"Kiran!"
Seruan melengking seseorang ketika aku baru saja berjalan melewati gedung perpustakaan membuat langkahku terhenti. Aku menarik napas sejenak mengetahui siapa itu tanpa harus berbalik badan.
"Aduh Kiran, aku panggil kenapa gak nyahut sih," ujar Ruri kini berdiri di hadapanku.
Aku berkacak pinggang menatapnya. "Apa Ruri sayang?"
Ruri mendengus pelan. "Pasti kau belum cek instagram kan hari ini?" tanyanya dengan mata menyipit.
Aku menggelengkan kepala. "Kuotaku habis pagi ini. Ada apa?" Mataku sedikit melebar membayangkan sesuatu hal. "Ada berita dating dari anggota BTS?"
Sekali lagi Ruri mendengus. "Aduh bukan itu, tapi Soraya dan Fahmi baru saja posting foto yang sama."
Aku mengangkat sebelah alis. "Terus?"
Entah melihatku kesal atau apa, tiba-tiba Ruri maju selangkah dan memukul kecil lenganku. "Artinya mereka pacaran! Mantanmu Fahmi yang baru putus bulan lalu," ujarnya menegaskan setiap kata dalam ucapannya.
"Aku tahu, kau tidak perlu heboh seperti itu," ujarku melanjutkan kakiku untuk berjalan.
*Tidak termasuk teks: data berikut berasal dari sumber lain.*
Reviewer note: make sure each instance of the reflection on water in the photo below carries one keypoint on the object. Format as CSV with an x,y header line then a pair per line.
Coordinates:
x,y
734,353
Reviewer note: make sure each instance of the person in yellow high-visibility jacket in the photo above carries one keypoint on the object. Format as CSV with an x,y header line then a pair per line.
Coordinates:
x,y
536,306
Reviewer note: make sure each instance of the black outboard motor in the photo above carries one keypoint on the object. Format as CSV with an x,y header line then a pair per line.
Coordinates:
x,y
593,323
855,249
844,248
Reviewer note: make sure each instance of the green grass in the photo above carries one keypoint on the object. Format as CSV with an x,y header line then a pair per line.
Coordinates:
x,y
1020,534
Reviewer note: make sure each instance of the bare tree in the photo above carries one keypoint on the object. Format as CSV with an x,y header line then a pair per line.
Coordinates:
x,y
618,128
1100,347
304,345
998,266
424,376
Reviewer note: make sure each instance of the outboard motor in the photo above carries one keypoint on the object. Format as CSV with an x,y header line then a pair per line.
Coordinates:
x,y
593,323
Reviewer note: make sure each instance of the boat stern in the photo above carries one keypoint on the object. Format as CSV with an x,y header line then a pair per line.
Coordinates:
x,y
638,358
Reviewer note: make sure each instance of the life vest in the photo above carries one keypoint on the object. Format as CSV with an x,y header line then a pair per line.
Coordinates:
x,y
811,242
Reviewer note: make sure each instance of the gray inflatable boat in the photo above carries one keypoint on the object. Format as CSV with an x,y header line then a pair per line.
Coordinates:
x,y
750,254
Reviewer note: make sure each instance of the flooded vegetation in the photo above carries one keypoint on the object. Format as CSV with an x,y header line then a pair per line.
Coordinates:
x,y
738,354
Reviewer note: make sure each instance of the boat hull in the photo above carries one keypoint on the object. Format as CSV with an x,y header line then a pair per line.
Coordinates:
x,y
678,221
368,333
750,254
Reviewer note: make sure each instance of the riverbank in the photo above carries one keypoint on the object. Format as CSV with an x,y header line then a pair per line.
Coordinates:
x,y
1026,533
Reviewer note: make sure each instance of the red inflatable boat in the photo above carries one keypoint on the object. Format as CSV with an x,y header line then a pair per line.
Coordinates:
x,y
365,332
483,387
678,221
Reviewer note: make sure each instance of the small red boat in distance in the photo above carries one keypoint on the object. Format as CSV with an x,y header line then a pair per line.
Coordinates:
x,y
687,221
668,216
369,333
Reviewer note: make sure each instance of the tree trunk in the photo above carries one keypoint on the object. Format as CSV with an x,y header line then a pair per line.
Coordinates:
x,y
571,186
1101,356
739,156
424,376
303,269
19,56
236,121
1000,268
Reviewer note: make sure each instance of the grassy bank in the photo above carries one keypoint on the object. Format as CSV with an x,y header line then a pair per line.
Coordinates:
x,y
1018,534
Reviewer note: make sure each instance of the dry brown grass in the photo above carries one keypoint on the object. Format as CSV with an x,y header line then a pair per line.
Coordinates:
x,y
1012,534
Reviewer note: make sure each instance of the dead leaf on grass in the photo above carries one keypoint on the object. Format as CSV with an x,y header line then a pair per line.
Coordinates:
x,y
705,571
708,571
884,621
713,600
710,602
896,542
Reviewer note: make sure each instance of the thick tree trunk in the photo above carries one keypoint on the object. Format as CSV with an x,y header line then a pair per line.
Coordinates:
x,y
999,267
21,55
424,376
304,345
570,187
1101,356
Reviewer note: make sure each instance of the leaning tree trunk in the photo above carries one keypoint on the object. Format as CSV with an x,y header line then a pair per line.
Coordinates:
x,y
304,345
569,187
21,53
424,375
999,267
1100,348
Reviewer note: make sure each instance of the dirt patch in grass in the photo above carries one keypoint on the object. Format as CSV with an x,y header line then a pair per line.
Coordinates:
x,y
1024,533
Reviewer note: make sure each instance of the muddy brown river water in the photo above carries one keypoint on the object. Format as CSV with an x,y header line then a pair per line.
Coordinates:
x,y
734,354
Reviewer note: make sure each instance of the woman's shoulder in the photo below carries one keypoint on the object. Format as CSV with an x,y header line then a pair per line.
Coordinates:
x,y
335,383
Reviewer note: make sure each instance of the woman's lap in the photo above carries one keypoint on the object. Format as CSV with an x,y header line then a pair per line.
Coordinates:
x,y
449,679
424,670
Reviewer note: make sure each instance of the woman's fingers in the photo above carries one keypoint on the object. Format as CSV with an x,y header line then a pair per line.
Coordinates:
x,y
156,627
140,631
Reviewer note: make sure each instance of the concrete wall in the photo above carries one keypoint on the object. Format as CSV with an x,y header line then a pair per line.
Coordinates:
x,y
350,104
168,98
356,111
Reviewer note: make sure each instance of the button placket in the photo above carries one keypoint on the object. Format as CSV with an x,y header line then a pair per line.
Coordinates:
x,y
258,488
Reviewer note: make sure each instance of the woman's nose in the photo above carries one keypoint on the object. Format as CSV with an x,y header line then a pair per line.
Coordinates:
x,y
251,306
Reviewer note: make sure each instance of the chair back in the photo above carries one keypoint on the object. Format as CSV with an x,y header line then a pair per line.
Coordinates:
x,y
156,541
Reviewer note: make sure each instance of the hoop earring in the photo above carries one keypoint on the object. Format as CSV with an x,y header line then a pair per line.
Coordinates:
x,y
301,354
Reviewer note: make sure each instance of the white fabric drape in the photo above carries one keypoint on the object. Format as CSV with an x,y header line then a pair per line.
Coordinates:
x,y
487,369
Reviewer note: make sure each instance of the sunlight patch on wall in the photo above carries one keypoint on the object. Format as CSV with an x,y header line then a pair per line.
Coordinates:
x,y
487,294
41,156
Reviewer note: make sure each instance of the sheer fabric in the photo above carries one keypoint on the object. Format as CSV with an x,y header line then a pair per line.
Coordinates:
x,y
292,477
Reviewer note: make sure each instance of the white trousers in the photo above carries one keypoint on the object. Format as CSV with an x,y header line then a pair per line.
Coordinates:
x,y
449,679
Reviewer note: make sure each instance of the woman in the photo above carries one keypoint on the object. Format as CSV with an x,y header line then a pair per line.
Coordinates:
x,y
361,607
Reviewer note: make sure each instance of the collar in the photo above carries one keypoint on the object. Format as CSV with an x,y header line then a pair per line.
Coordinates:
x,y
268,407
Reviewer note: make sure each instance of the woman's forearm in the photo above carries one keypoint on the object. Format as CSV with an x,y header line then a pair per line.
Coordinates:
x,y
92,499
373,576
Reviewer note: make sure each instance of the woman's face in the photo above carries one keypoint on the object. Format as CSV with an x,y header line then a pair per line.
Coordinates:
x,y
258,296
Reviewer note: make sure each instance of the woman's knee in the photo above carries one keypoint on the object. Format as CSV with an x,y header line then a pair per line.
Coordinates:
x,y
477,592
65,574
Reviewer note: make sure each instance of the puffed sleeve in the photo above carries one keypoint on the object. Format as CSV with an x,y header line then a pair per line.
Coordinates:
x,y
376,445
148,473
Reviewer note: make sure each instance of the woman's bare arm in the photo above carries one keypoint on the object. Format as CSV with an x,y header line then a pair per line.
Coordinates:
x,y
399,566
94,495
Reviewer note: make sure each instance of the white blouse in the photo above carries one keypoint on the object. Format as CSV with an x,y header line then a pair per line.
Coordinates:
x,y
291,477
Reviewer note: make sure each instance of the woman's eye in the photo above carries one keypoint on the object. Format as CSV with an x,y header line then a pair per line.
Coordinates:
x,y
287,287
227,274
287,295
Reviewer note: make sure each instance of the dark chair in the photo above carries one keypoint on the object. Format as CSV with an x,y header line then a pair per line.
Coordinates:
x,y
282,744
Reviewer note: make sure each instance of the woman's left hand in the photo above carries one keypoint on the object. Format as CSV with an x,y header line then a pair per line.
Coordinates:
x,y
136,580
Bagaimana mungkin aku tidak tahu tentang kabar kencan antara Soraya yang merupakan anak ekstrakulikuler tari yang terkenal dengan Fahmi yang anak basket sekaligus mantan pacarku.
Fahmi tiga hari lalu mengajakku untuk balikan dengannya, namun kutolak mentah-mentah. Alasan kami putus pun, karena aku mendapatinya berbohong, di mana dia berkata sedang nongkrong bersama temannya. Namun ternyata jalan bersama Soraya.
"Kiran, hampir seluruh teman angkatan dan junior satu tingkat di bawah kita membicarakan ini. Katanya kau telah dicampakkan," kata Ruri mengikutiku berjalan di sampingku.
"Biarkanlah, mati satu tumbuh seribu."
Akhirnya kami sampai di depan kelas, Ilmu Alam tiga. Begitu aku melangkah masuk, bisa kulihat pandangan teman sekelasku, terutama para murid perempuan dan sekarang aku mengerti maksud Ruri.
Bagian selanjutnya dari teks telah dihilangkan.